There’s a bustling trade in people and goods across the Guatemala-Mexico river border this week. But almost the entire flow of people skirts the route across the road bridge and tries to avoid official eyes by floating across the water.
Makeshift rafts of wood and truck inner tubes carry families across the Suchiate River – most of them getting set to cross yet another country as they aim for the United States and hopes of a better life.
They are part of a continuing surge of travelers impacting towns and cities in Mexico, which announced new measures this month, as well as in the US.
Crossings cost about US$1.50 a person, said Javier Guillen, though rates surge to $20 a head for a more dangerous night-time trip.

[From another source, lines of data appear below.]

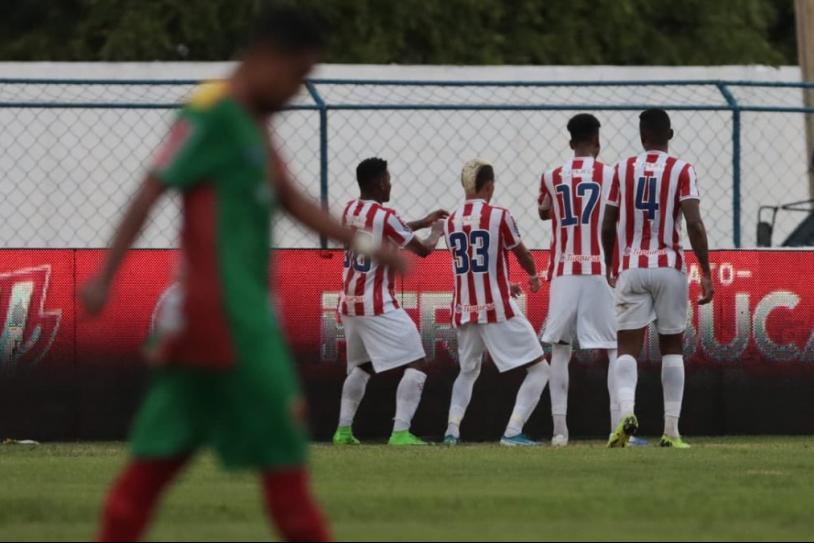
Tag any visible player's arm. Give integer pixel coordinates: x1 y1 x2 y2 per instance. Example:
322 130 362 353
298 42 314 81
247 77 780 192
80 175 166 315
602 203 619 286
404 218 446 258
407 209 449 231
270 149 405 269
512 241 540 292
681 198 715 305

And sometimes the fares must be paid in US currency.
Cash is king on the riverbanks – migrants told CNN that Guatemalan officers would shake them down for bribes if they ran into them, so they tried their best to travel without being seen.

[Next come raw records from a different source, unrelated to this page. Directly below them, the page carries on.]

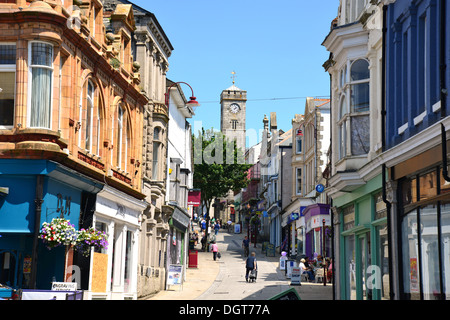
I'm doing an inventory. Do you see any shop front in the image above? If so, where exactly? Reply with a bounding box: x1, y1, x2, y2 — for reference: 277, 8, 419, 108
302, 204, 331, 259
333, 175, 389, 300
0, 159, 102, 290
391, 154, 450, 300
83, 186, 147, 300
164, 204, 190, 290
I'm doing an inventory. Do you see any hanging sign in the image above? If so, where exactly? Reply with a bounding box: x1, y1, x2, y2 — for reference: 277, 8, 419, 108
291, 267, 301, 286
52, 282, 77, 291
167, 264, 183, 286
316, 184, 325, 193
188, 191, 202, 207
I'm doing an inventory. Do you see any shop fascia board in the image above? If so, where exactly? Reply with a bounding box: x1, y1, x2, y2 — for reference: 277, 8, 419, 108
97, 185, 147, 212
380, 116, 450, 168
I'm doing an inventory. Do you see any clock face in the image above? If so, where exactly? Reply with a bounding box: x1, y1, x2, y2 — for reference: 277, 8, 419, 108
230, 103, 241, 113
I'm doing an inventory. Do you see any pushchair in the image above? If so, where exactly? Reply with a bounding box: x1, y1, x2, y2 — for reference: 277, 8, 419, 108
248, 269, 258, 282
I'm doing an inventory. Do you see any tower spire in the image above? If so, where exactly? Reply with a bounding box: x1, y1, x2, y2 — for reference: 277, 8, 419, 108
231, 71, 236, 84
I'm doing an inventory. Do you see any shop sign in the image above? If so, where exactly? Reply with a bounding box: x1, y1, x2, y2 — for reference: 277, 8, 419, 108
316, 184, 325, 193
52, 282, 77, 291
167, 264, 183, 286
188, 191, 202, 207
306, 214, 331, 232
291, 267, 300, 286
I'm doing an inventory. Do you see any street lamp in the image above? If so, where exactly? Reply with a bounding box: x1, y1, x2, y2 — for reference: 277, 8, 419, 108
164, 82, 200, 108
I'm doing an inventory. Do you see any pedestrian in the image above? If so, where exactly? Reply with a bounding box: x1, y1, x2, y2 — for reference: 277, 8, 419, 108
201, 219, 206, 231
242, 236, 250, 258
211, 241, 219, 261
214, 221, 220, 234
245, 252, 258, 282
200, 233, 206, 251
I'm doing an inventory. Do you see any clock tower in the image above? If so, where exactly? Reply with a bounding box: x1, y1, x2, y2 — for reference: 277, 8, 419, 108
220, 73, 247, 154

Guillen told CNN he and his wife, Mikeli Marchan, were already down to essentials. He said they had left Venezuela about six weeks ago after they found out they were expecting their first child. He had started off “like a US soldier,” he said, carrying a large backpack with clothes, shoes, and other supplies but it was too heavy for the journey through the muddy, unforgiving and treacherous jungles of the Darién Gap. So, they abandoned anything that didn’t fit with their phones and documents in a small pack strapped around his waist.
Guillen, a trained chef, said he felt “a little calmer” having reached Mexico. Marchan added: “We are almost there, but also scared because they say Mexico is a little dangerous.”

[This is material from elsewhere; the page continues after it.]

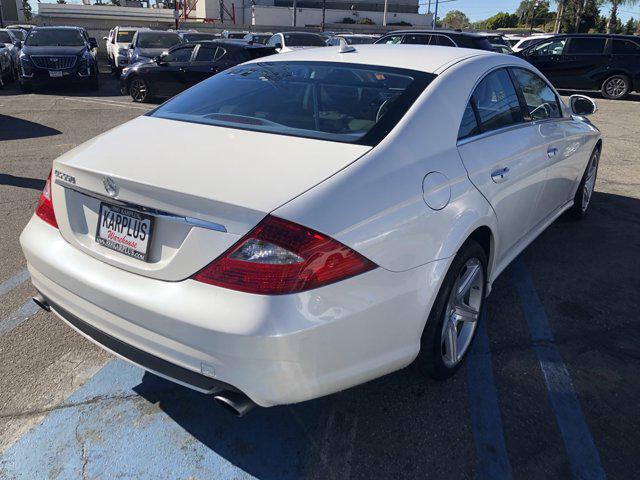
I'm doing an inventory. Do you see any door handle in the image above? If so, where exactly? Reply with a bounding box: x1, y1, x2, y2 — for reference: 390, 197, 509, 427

The couple, tired but still hopeful of reaching friends living in Alexandria, Virginia, chatted on the dusty Mexican side of the Suchiate where many migrants have made camp.
Laundry washed in the river they had just crossed hangs from string tied between trees, and entrepreneurs arrive to sell food to anyone who still has money.
The people who talked to CNN included a young father who left Cuba to try to secure a better future for his family, the Venezuelan couple preparing for their first child, and mothers corralling their tired children.
While they had used the unofficial inner-tube ferries to reach Mexico, they said they would be heading to government offices soon to seek asylum or permission to transit the country to go on to the US.
The migrants from the riverbank will head to Tapachula – an hour’s drive or a day’s walk from the border. Mexican officials estimate there are already 15,000 to 17,000 migrants in Tapachula, waiting for papers or aid to get back on the road north.
Migrant crossings along the US-Mexico border are rising, surpassing 8,600 over a 24-hour period last week, according to a Department of Homeland Security official. That’s up from around 3,500 daily border arrests after the expiration of Title 42 in May triggered new consequences for those who cross the border illegally.
Mexico said about 77,000 migrants applied for asylum there last year and the number could double this year.
The scene at the river supports that expectation. Even as few vehicles used the Rodolfo Robles bridge, the ferrymen went back and forth, back and forth, each time bringing more and more people to Mexico.